A seguir à Apple ficou a Samsung, em segundo lugar, com uma quota de 19% e um crescimento modesto das vendas. Em terceiro, a Xiaomi, com 13% de quota, suportada por uma procura estável nos mercados emergentes.

Segundo Tarun Pathak, diretor de investigação da Counterpoint, espera-se que o mercado global de smartphones abrande, em 2026, devido à escassez de chips e ao aumento dos custos dos componentes, à medida que as fabricantes de semicondutores dão prioridade a centros de dados de Inteligência Artificial em detrimento dos smartphones.

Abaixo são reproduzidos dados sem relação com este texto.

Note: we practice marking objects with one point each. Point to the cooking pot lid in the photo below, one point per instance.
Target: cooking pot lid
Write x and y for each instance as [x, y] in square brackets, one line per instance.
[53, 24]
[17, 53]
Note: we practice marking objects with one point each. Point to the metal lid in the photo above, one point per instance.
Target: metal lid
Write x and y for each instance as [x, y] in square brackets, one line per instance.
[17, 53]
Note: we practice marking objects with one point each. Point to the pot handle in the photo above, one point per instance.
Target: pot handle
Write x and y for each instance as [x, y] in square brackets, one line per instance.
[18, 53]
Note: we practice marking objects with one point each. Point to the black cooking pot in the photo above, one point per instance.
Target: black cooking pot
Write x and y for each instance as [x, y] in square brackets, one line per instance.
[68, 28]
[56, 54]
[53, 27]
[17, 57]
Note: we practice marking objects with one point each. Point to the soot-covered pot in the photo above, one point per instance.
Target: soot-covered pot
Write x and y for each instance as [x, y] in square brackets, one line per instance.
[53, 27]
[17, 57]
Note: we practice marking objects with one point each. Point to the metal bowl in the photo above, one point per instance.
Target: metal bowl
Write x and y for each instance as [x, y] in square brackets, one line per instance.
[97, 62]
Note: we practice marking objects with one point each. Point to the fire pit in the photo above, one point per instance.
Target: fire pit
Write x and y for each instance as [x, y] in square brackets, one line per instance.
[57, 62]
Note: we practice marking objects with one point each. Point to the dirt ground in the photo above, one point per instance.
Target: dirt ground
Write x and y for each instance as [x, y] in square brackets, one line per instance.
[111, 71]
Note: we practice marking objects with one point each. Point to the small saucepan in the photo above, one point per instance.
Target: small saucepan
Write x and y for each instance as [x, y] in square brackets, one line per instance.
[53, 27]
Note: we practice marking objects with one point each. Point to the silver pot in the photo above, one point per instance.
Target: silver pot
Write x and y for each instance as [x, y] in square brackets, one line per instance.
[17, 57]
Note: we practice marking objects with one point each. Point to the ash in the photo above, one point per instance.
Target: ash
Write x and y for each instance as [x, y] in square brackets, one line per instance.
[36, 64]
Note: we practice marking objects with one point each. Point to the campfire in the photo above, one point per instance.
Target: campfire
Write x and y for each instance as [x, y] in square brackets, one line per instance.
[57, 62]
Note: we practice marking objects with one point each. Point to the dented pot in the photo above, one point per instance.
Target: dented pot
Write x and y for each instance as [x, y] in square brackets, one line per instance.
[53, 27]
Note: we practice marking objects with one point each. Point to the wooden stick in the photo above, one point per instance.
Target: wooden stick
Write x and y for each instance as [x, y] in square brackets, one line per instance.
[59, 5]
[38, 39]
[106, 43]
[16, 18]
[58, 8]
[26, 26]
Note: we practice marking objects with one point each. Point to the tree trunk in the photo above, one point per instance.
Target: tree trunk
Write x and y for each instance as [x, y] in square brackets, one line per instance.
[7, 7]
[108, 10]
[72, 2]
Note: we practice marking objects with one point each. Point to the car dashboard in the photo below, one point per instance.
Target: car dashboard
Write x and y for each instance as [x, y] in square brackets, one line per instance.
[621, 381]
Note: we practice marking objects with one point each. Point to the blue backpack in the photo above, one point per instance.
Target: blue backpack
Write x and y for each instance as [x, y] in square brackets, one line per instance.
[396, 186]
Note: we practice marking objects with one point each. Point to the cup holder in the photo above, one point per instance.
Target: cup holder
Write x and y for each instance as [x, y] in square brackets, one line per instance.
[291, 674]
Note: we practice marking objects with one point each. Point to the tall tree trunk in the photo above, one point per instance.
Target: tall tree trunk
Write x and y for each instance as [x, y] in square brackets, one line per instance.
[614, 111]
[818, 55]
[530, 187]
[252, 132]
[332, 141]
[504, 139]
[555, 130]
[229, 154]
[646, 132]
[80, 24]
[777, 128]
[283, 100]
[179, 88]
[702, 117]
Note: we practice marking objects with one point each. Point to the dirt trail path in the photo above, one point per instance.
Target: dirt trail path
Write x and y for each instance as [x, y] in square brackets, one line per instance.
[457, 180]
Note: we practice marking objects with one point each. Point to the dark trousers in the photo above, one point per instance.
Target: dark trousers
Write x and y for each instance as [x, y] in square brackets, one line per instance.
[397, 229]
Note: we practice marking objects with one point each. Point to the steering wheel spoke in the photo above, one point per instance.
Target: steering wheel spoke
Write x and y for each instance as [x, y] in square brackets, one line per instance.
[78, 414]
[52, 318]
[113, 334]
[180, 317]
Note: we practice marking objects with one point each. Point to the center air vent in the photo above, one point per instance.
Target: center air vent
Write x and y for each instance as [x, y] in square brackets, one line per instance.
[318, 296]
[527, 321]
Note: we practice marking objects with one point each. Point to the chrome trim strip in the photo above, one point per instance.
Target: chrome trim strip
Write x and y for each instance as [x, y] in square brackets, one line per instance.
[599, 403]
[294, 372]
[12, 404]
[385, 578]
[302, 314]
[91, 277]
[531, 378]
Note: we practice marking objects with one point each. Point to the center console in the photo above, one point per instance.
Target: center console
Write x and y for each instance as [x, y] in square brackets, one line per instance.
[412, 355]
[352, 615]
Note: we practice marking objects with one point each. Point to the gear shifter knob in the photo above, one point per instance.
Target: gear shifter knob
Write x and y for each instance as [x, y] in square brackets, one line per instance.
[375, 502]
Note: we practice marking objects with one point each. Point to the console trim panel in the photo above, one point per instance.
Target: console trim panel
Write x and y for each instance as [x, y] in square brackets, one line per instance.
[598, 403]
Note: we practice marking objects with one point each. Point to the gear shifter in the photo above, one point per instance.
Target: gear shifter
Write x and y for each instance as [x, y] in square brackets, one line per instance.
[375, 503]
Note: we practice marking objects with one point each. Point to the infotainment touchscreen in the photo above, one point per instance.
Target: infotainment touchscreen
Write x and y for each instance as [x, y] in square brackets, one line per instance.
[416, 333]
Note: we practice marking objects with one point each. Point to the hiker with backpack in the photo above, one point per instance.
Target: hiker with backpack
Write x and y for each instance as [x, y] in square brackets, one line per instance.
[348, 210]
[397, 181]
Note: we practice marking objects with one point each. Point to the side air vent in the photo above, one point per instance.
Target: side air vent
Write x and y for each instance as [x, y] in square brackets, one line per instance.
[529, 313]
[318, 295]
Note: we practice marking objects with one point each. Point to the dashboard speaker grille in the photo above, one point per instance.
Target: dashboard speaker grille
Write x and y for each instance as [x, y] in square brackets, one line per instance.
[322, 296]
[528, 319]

Como a Apple ultrapassou a Samsung?

A vantagem da Apple, em 2025, deveu-se a vários fatores. Em primeiro lugar, a procura aumentou nos mercados emergentes e de média dimensão, impulsionada por opções de financiamento e por uma mudança mais ampla para dispositivos premium.

A Apple beneficiou, também, de dois impulsos: o iPhone 17 ganhou tração, enquanto o iPhone 16 continuou a vender bem em mercados como o Japão, a Índia e o Sudeste Asiático.

A isto juntou-se um ciclo de substituição que era adiado desde a COVID-19, arrancando finalmente e dando à Apple vários motores de crescimento ao mesmo tempo, segundo o Android Authority.

Por sua vez, a Samsung registou uma procura estável pela série Galaxy A e um melhor desempenho dos seus modelos premium Galaxy S e dobráveis.

Contudo, a pressão em regiões como a Europa Ocidental e a América Latina limitou o seu potencial, mesmo com um dinamismo mais forte noutros mercados centrais.

Fonte: Pplware.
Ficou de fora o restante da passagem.